Hanibal Srouji, Homme-Arbre, 1990, acrylic and mixed media on paper, 76x56cm

Dans le monde des archétypes, l’arbre, qui a ses racines dans la terre et la cime dans le ciel relie les deux dimensions du terrestre et du céleste. Par son alliance avec lui, l’homme sroujien est un axe autour duquel gravitent les éléments de l’univers, bachelardiens en particulier (air, terre, eau et feu), dans une espèce de reconstitution d’un état primordial. Si, dans les travaux postérieurs de Srouji, ceux à travers lesquels il voudra composer avec la violence, le feu aura un traitement de choix, ici, chez cet artiste qui reconnaît avoir été intéressé, depuis l’enfance, par ce que la couleur pouvait faire, il est surtout question d’air et de terre qui se déclinent dans une palette qui va du vert (pour le végétal), bleu et blanc (pour l’aérien, et pourquoi pas aquatique?) au brun (pour le terrestre).

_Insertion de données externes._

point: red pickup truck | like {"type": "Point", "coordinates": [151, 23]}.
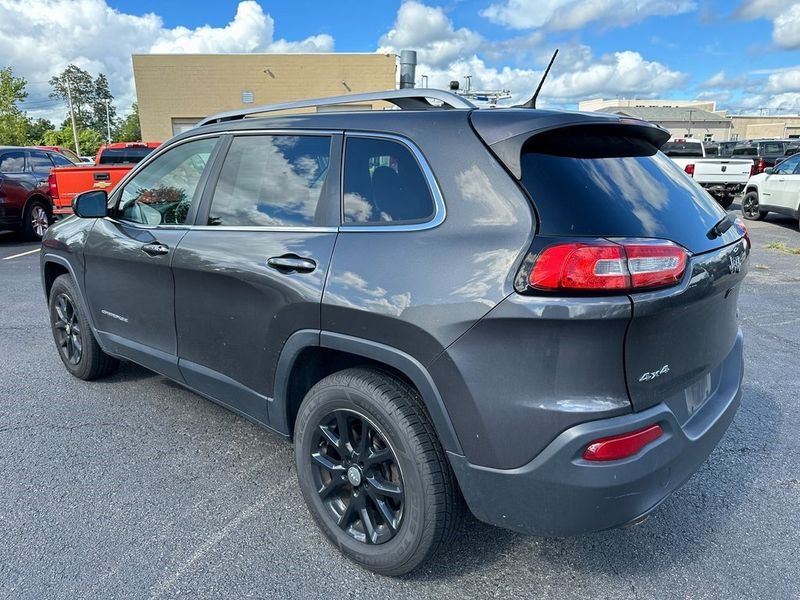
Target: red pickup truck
{"type": "Point", "coordinates": [113, 161]}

Hanibal Srouji, In the Wind, 1991, oil on linen, 180x154cm

Un chromatisme donc, autant qu’un chant, à la fois des éléments et du végétal, mêlant les dimensions visuelle et musicale, dans une démarche sensorielle synesthésique. On est bien entendu tenté de voir dans cette incantation une manière encore de s’unir à l’univers – on pense au Chant du monde du romancier Jean Giono qui raconte, sur un mode lyrique, un idéal de fusion entre l’homme et la nature, tout en véhiculant l’idée d’un nouveau combat où la fraternité des hommes l’emporte sur les violences. Le propos semble donc vouloir constituer une sorte d’éloge à la création; il ne faut pourtant pas perdre de vue, même si cet aspect n’est pas à exclure, qu’il prend place surtout dans un contexte de vide à la fois moral et intellectuel, celui de l’après-guerre, où aucun propos ne parvient à faire sens. C’est donc plutôt une sorte de tabula rasa à laquelle l’artiste, comme sa génération dans son ensemble, se trouve confronté, qui est donnée à voir ici. Cette vacuité est la fenêtre par laquelle s’introduit le monde, comme seul référent encore tangible. D’ailleurs, les ruines ne sont pas loin (Ruins on the Top of the Oak Tree).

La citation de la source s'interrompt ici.